Deep learning algorithms for near-infrared spectroscopy-based quantitative analysis of binary adulteration in camellia oil
摘要
Camellia oil is highly susceptible to adulteration with cheap oils such as maize oil, soybean oil, and rapeseed oil due to its high nutritional and economic value. It is urgent to develop non-destructive detection techniques with high accuracy and reliability. This study employed near-infrared spectroscopy combined with deep learning algorithms for the quantitative analysis of binary adulteration in camellia oil. The results showed that long short-term memory models exhibited the best overall performance, achieving coefficient of determination for prediction values of 0.9964 and 0.9934 and residual predictive deviation of validation values of 6.91 and 11.68 for camellia-maize oil mixture and camellia oil adulterated with soybean oil samples, respectively.
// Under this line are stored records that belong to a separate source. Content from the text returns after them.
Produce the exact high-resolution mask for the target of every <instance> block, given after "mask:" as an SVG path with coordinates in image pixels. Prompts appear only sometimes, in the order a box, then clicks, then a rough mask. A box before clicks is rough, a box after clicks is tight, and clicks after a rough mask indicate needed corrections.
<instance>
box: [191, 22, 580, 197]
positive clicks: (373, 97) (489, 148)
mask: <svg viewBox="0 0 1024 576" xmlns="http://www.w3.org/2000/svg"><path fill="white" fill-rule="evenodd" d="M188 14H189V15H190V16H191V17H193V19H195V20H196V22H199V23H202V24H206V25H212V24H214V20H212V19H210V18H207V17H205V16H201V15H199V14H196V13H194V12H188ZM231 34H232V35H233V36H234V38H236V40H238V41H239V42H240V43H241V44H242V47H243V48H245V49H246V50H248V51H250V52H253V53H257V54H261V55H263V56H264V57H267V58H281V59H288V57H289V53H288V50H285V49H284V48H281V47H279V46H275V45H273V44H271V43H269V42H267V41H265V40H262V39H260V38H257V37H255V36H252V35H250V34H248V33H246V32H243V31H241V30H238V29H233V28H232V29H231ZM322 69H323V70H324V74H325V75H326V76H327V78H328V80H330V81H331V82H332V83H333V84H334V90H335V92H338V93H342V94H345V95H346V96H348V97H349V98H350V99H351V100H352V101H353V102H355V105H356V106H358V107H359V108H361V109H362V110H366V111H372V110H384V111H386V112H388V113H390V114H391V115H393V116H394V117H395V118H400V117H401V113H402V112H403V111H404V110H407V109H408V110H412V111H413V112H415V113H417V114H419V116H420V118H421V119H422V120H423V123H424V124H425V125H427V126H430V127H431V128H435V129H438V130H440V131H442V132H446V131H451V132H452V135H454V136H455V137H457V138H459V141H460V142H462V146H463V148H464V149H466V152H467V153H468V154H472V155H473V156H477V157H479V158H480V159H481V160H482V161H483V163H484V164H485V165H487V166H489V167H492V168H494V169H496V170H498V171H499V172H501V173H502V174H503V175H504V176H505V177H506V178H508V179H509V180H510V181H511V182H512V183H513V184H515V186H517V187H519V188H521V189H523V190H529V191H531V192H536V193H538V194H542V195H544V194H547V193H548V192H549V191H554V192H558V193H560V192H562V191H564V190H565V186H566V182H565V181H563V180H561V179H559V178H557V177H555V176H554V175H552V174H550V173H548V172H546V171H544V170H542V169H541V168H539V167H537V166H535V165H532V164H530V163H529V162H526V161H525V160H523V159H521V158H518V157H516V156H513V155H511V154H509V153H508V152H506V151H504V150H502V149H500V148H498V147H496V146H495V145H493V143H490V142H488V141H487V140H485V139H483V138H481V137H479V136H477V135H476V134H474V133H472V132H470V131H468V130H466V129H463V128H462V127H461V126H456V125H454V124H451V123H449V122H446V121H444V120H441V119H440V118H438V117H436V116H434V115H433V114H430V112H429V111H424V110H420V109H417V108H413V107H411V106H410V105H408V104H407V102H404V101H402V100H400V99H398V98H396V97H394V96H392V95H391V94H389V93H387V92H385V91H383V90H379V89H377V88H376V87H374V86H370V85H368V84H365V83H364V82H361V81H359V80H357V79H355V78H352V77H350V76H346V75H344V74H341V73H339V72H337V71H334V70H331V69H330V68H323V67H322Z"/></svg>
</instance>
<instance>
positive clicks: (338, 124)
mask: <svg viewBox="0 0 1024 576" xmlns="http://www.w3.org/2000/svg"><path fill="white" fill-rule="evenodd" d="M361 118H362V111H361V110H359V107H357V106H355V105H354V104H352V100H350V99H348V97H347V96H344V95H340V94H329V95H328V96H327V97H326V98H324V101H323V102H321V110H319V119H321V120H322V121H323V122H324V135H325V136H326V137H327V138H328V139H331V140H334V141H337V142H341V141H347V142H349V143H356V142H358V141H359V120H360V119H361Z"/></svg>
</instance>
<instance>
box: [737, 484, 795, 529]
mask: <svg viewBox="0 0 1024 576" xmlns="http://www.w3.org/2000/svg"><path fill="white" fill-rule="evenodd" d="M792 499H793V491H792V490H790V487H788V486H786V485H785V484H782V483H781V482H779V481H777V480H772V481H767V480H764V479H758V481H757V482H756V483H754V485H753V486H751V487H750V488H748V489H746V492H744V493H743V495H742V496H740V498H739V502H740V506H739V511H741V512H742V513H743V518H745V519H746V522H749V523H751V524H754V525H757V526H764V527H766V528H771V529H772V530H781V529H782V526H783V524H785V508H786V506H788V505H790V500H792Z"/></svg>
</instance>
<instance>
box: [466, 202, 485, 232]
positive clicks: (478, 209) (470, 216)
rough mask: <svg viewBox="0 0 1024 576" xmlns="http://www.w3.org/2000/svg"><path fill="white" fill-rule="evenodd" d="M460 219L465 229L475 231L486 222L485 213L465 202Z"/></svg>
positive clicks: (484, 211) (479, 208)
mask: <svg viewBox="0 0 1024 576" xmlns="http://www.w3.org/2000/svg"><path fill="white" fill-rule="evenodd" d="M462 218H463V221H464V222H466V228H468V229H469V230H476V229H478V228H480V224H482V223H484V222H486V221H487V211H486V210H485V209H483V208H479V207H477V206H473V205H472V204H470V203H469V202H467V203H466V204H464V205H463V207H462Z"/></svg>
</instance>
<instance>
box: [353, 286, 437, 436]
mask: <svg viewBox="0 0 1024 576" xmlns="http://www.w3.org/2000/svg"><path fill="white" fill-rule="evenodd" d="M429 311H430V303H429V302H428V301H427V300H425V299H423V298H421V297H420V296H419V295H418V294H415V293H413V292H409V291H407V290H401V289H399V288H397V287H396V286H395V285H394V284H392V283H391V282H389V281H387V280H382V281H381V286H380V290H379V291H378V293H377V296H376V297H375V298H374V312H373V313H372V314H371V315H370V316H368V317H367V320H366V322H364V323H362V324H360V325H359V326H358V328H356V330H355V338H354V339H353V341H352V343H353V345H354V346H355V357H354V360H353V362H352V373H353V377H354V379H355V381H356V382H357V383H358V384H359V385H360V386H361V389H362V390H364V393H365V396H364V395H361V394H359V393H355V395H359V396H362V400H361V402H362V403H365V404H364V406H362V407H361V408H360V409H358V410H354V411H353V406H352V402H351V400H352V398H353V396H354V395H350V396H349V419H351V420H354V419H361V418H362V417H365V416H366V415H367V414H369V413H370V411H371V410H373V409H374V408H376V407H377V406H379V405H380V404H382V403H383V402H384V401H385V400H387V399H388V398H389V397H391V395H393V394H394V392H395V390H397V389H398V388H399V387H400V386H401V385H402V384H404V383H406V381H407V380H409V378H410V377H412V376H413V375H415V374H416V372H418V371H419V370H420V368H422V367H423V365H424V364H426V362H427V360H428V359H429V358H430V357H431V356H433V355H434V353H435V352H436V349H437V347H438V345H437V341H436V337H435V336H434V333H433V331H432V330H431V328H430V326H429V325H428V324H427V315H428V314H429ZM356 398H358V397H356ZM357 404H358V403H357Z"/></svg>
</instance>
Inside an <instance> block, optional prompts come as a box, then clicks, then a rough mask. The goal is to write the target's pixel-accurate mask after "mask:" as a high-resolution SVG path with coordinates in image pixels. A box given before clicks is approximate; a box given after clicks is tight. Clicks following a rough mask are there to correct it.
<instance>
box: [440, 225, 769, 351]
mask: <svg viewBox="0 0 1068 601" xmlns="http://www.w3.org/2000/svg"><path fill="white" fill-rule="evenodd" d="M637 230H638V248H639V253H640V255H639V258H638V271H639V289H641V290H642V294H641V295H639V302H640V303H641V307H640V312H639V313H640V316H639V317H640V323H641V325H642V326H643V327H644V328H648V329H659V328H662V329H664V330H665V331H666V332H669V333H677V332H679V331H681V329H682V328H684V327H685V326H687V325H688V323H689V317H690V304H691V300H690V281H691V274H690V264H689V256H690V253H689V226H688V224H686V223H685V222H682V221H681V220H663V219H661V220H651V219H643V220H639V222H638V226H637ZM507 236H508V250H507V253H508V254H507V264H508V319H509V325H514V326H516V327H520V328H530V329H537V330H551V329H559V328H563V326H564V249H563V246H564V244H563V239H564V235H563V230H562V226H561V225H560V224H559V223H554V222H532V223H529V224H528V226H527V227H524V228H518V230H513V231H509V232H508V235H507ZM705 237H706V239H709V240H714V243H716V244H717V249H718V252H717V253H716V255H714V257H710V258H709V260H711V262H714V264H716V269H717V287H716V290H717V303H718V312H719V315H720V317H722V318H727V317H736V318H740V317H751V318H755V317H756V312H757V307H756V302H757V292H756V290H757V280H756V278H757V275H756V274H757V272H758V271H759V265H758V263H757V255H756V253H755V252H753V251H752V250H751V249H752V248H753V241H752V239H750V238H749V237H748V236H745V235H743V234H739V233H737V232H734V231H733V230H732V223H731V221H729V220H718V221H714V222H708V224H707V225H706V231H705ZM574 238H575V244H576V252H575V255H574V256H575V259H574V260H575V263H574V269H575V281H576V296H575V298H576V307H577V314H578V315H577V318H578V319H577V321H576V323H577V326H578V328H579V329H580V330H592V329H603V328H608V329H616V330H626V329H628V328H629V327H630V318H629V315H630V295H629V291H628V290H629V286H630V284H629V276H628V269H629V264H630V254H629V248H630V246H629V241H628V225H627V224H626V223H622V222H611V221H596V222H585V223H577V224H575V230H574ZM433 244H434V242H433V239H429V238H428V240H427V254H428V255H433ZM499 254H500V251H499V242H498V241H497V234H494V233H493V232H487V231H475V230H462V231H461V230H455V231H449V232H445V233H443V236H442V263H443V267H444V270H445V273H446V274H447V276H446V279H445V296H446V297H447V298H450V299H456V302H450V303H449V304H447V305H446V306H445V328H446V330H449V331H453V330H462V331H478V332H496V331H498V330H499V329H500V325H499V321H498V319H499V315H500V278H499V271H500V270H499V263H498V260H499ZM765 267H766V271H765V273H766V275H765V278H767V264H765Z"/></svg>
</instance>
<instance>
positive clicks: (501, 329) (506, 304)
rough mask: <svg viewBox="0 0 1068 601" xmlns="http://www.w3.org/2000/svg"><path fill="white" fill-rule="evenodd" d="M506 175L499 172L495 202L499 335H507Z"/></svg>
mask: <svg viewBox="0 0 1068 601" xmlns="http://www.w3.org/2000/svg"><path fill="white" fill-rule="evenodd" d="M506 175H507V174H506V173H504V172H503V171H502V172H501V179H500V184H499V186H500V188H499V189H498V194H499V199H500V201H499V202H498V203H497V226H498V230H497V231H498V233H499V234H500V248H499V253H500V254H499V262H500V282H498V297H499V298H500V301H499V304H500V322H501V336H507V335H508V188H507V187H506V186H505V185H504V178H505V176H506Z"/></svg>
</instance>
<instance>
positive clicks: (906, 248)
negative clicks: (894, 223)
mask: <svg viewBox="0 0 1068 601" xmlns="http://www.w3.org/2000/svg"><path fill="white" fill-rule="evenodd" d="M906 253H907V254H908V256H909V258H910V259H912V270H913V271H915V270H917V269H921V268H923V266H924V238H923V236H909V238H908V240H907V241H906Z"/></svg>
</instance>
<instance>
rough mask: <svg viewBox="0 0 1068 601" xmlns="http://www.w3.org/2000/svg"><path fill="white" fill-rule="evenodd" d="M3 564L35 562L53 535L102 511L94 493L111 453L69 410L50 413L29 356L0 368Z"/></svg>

The findings indicated that the long short-term memory model achieved an excellent performance, outperforming all traditional models and highlighting its superior ability to model the nonlinear relationships inherent in spectral data. This study has confirmed the feasibility of combining near-infrared spectroscopy with deep learning algorithms for the quantitative analysis of binary adulteration in camellia oil. As mentioned above, the proposed approach has offered an efficient and non-destructive solution for edible oil quality control and supported significant practical value for ensuring food safety.